ESPECTACULOS
Tiempos degenerados
Alejandra Perlusky y Alejandra Radano llevan adelante en la Gandhi el show de “Canciones degeneradas”, cuyas letras podrían perfectamente hablar de aquí y ahora, pero provienen de la Alemania de los principios del ‘20, cuando todo bullía y a eso que bullía el Führer llamó más tarde “arte degenerado”.
Por Soledad Vallejos
En el 2002, cuando la Argentina tiene un rumbo más incierto que en el 2001, el pequeño auditorio de la librería Gandhi (Corrientes 1743) está lleno de personas que creen que esa canción que dice “todos roban, todo aumenta, ya no hay ventas” fue escrita hace un par de meses por alguien de aquí. Aunque Alejandra Radano, Alejandra Perlusky y Diego Bros la canten vestidos, maquillados y sobre un escenario de riguroso blanco y negro, con la compañía de una orquesta en vivo. Pero letra y música son responsabilidad de Mischa Spoliansky y Marcellus Schiffer. Y, por cierto, la compusieron en 1931 para que sonara en noches de cabaret de Alemania. Tal vez por eso, más allá de la gracia, de los toques cómicos, la sátira y el recuerdo del glamour, haya algo, una suerte de placer escalofriante en eso de disfrutar del espectáculo Canciones degeneradas.

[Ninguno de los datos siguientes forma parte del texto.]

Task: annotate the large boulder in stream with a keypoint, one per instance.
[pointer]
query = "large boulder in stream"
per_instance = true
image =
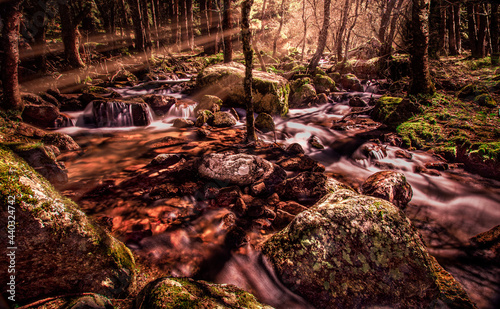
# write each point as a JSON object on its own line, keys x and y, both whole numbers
{"x": 113, "y": 113}
{"x": 355, "y": 251}
{"x": 165, "y": 293}
{"x": 270, "y": 91}
{"x": 242, "y": 170}
{"x": 60, "y": 250}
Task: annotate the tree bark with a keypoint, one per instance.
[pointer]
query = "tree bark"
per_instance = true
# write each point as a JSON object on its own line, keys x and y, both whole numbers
{"x": 450, "y": 24}
{"x": 246, "y": 37}
{"x": 323, "y": 35}
{"x": 421, "y": 82}
{"x": 495, "y": 51}
{"x": 70, "y": 35}
{"x": 227, "y": 28}
{"x": 11, "y": 16}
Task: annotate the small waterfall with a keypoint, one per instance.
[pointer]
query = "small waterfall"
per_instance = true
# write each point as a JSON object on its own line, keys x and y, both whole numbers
{"x": 181, "y": 110}
{"x": 115, "y": 114}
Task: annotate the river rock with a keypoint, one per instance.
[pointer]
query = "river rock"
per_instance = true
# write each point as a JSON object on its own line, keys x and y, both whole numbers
{"x": 390, "y": 186}
{"x": 270, "y": 91}
{"x": 354, "y": 251}
{"x": 63, "y": 252}
{"x": 242, "y": 170}
{"x": 160, "y": 104}
{"x": 309, "y": 187}
{"x": 43, "y": 116}
{"x": 264, "y": 122}
{"x": 182, "y": 123}
{"x": 301, "y": 163}
{"x": 167, "y": 293}
{"x": 43, "y": 160}
{"x": 62, "y": 141}
{"x": 223, "y": 119}
{"x": 209, "y": 102}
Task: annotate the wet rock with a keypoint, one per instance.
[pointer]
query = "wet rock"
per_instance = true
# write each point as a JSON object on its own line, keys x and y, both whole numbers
{"x": 303, "y": 96}
{"x": 309, "y": 187}
{"x": 351, "y": 83}
{"x": 370, "y": 150}
{"x": 241, "y": 169}
{"x": 357, "y": 102}
{"x": 165, "y": 159}
{"x": 209, "y": 102}
{"x": 403, "y": 154}
{"x": 63, "y": 251}
{"x": 160, "y": 104}
{"x": 315, "y": 142}
{"x": 264, "y": 122}
{"x": 354, "y": 251}
{"x": 270, "y": 91}
{"x": 182, "y": 123}
{"x": 323, "y": 84}
{"x": 300, "y": 163}
{"x": 62, "y": 141}
{"x": 294, "y": 149}
{"x": 43, "y": 160}
{"x": 176, "y": 292}
{"x": 43, "y": 116}
{"x": 223, "y": 119}
{"x": 390, "y": 186}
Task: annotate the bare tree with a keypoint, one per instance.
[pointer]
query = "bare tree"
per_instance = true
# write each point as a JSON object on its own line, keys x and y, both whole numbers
{"x": 11, "y": 16}
{"x": 323, "y": 35}
{"x": 421, "y": 82}
{"x": 246, "y": 37}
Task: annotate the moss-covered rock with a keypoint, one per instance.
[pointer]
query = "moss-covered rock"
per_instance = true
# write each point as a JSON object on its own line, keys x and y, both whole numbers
{"x": 270, "y": 91}
{"x": 485, "y": 100}
{"x": 393, "y": 111}
{"x": 60, "y": 249}
{"x": 178, "y": 293}
{"x": 264, "y": 122}
{"x": 354, "y": 251}
{"x": 323, "y": 84}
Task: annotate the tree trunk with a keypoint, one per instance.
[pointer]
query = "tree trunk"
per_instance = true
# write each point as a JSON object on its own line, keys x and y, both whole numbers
{"x": 227, "y": 28}
{"x": 495, "y": 52}
{"x": 458, "y": 32}
{"x": 278, "y": 34}
{"x": 11, "y": 18}
{"x": 323, "y": 35}
{"x": 421, "y": 82}
{"x": 450, "y": 24}
{"x": 246, "y": 37}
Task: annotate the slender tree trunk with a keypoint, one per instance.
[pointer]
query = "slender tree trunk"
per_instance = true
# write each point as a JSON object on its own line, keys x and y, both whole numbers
{"x": 70, "y": 36}
{"x": 421, "y": 82}
{"x": 11, "y": 17}
{"x": 458, "y": 32}
{"x": 450, "y": 24}
{"x": 278, "y": 34}
{"x": 495, "y": 50}
{"x": 323, "y": 35}
{"x": 227, "y": 28}
{"x": 246, "y": 37}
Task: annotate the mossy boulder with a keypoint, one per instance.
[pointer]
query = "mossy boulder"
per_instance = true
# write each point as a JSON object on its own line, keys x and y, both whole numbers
{"x": 264, "y": 122}
{"x": 323, "y": 84}
{"x": 61, "y": 250}
{"x": 485, "y": 100}
{"x": 177, "y": 293}
{"x": 354, "y": 251}
{"x": 270, "y": 91}
{"x": 210, "y": 103}
{"x": 393, "y": 111}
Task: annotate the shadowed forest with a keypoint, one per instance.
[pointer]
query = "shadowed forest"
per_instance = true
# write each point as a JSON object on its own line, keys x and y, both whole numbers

En los años ‘20, cuando la República de Weimar comenzaba a comprender lo que podía significar tambalearse, Berlín hervía: 120 publicaciones de todo tipo (diarios de izquierda, derechistas, pornografía a la moda) al alcance de la mano, el grupo de dadaístas y su teatro, los talleres de la Bauhaus, los ecos de la frustrada revuelta Espartaquista y sus muertos, una crisis económica en ascenso, el expresionismo, todo eso, definitivamente, no podía ignorarse en una sociedad que recelaba de la derrota de la Primera Guerra. Todo eso, y un poquito más, era el caldo de cultivo con la temperatura perfecta para que se fortaleciera un tipo de encuentro colectivo que, pocos años más tarde, el Führer bautizaría como “degenerado”. El género, en verdad, venía de un poco más atrás, de cierta tradición de tabernas (surgidas hacia el siglo XV) frecuentadas por todo tipo de artistas con ganas de ver un buen espectáculo de canciones y sostener su vida social. Los franceses lo llamaban “cabaret”. Cuando lo adoptaron, los alemanes lo prefirieron como kabarett. Lo diferenciaron rápidamente del entretenimiento puro y liviano para convertirlo en un lugar de creación, política, protesta y provocación. Y fue la resistencia que, valiéndose de la combinación en dosis exactas de intelectuales, cantantes, actrices, actores, músicos y plásticos, dejó una dolorosa crónica de la caída y la vida en entreguerras. Pero era, decíamos, “degenerado”: Entartete kunst, como se llamó la muestra previa al remate de obras de arte pervertidas (gauguins, picassos, matisses, chagalls) que, con afán didáctico, Goebbels permitió ver a cerca de 3 millones de personas.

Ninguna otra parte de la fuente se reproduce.